I, Human.
It’s a strange feeling watching the fourth industrial revolution advance before us. Though fascinating to see Boston Dynamics’ latest creations vault effortlessly over moving ramps, it’s a very short step, aided by Charlie Brooker’s Black Mirror, to imagine being torn to pieces by these godless beasts. More sinister still is footage of Hanson Robotics’ Sophia the Humanoid (granted citizenship to Saudi Arabia) flirting with Piers Morgan on breakfast television. When these robotic achievements go viral is it only me that wonders if this is the beginning of the end for life as we know it? Will we rue the day we shared the video of the dog robot because it was almost cute?
I was initially sceptical about the benefits of our increasing reliance on automated everything. It scares me that we are relinquishing control to creations that almost nobody understands how to work, let alone how to fix if they go rogue. Surely we’ve learnt our lessons from automated checkouts and motion-sensor light switches? I know enough to know that algorithms are not my friends. And when the likes of Stephen Hawking and Elon Musk vocalise real fear about a future reliant on AI, I’m inclined to take their word for it. Bar the odd boon of no longer having to vacuum or cut grass, I’ve tended to assume that we are all doomed. Give me a lobotomy over neural lacing, please.
Recently though, I saw a video online of the da Vinci Surgical System robot peeling a grape and meticulously sewing the skin back on again, and I wondered if our automated future might not be so bad after all. It’s not that I hate grape skin or that I don’t trust surgeons to do an excellent job, but the speed and precision were mind-blowing. Here is a job that perhaps should have always been done by machine, rather than hand. How un-human does a surgeon have to learn to be just to cope with the enormity of a life or death situation requiring them to keep a steady mind and hand. How long does that training take and, tragically, how often does it go wrong and how horrifying are the consequences for all involved?

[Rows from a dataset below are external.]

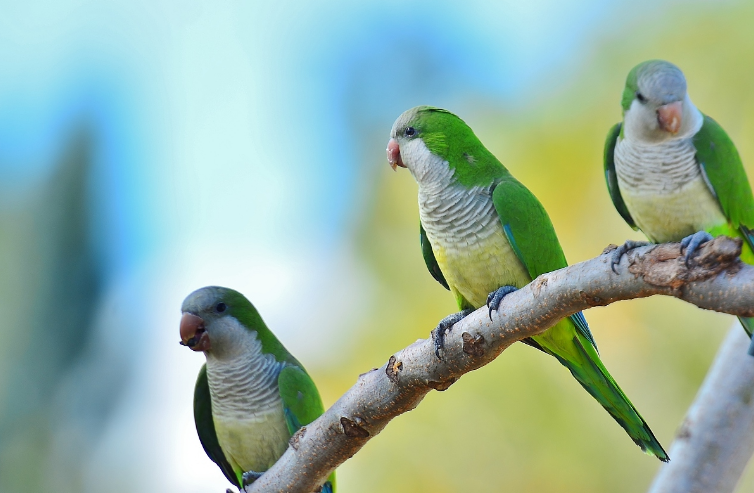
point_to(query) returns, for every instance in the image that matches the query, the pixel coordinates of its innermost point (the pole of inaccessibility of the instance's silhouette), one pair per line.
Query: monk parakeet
(672, 171)
(483, 235)
(252, 394)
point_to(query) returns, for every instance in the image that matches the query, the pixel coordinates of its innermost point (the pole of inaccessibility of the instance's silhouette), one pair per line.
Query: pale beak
(193, 333)
(394, 154)
(669, 117)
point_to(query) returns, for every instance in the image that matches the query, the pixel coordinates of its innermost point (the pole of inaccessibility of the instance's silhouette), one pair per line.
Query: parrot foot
(624, 249)
(495, 297)
(447, 323)
(692, 242)
(249, 477)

Today, the conversation surrounding our automated future tends to be optimistic, and it is more interesting as a result. In place of “they’ll take our jobs (and maybe our lives)” there are countless reports detailing our need to play to our natural human strengths with an underlying message that we are being liberated. AI is a tool or partner to enhance our humanity, not replace it. We may no longer have to force ourselves to learn systems to then spend our working lives operating them. In short, we don’t have to behave like machines because we will soon have machines that can do it better, who won’t spread norovirus or take two-hour lunch breaks.
From the World Economic Forum to Boston Consulting to GoogleX, we are being instructed that a happy co-existence with AI requires us to shore up our natural human talents, of which adaption for survival is one of our greatest. Creative problem solving and lateral thinking are high on every list of most employable skills in the future. Emotional intelligence, empathy and charisma are replacing corporate jargon in HR handbooks. We are increasingly prized for our proclivity to make mistakes so long as we learn from them and talk about it. Our ability to be messy, spirited and courageous individuals is being celebrated in place of bland, unquestioning homogeneity. Far from switching ourselves to autopilot and letting the robots do the work, the gist is that we need to re-engage with our human nature; it is time to turn the tide on the previous two revolutions that sought to turn us into machines.
“People will come to love their oppression, to adore the technologies that undo their capacities to think,” wrote Aldous Huxley – a statement often pedaled out as a portent to the fourth industrial revolution. In truth it should be a rallying cry to us today, addicted as we are to the ultimate tool of the third industrial revolution: our smartphones. The missing piece in the jigsaw puzzle of progress between the age of the internet and the age of AI is learning how to master our personal relationship with technology. When we are told to enhance our own humanity and learn how to behave creatively, I wonder if we are really being told to put down our phones and learn to think for ourselves again. When even Apple, Facebook and Google recognize the need for us to be more disciplined with our smartphone usage, then clearly there’s a problem. Instead of Huxley, perhaps we should be focusing on Einstein’s message instead: “The intuitive mind is a sacred gift and the rational mind its faithful servant; we have created a society that honours the servant and has forgotten the gift.”